IRB reviews typically focus on weighing the risks and benefits of the research as well as scrutinizing the informed consent, which have specific regulatory criteria, such as a description of which procedures are involved and a statement that participation is voluntary, Hurley said.

Equitable selection of subjects has tended to be secondary, she added.

“There’s probably been a lot of just relying on the research team,” and assuming they know who their study population should be,” Hurley said. " it just hasn’t been as much on the radar.” But the larger focus on diversity has empowered IRBs to ask in which populations is this disease most prevalent, and how will researchers reach those people?

Pay for Participation?

There’s already work in this space. The Multi-Regional Clinical Trials Center of Brigham and Women’s Hospital and Harvard University created a tool kit on diversity, equity, and inclusion. The HHS Secretary Advisory Committee on Human Research Protections released recommendations, calling on IRBs to “suggest ways to minimize the burdens of research to enable broader, more equitable participation.”

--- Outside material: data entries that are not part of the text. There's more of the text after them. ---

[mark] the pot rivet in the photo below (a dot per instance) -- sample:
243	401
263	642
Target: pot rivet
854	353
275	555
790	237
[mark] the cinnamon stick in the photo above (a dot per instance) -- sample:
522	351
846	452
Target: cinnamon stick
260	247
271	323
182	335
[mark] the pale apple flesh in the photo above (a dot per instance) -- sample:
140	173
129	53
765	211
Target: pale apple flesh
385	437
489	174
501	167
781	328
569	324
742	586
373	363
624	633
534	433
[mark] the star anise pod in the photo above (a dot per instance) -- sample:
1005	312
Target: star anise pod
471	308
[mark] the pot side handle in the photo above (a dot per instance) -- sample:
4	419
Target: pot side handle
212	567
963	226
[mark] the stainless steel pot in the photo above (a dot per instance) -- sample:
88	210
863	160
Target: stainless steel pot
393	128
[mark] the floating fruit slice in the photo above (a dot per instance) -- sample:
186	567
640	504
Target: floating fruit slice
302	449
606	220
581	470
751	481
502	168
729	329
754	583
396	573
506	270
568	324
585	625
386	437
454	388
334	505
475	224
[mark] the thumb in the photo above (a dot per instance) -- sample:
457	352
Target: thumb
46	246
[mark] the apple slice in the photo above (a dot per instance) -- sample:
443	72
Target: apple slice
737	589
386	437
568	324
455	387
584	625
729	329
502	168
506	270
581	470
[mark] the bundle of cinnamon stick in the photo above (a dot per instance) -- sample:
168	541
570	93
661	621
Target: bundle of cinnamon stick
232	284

That ongoing discussion is already shifting perspective on whether it’s okay to pay study volunteers, Hurley said. Historically, IRBs have shied away from payments out of concern of coercion or undue influence.

But there’s growing recognition that fair and reasonable compensation might be key to recruiting diverse populations and people from underrepresented communities. “The tide might really be changing,” she said. “And in fact, not paying people could be exploitative.”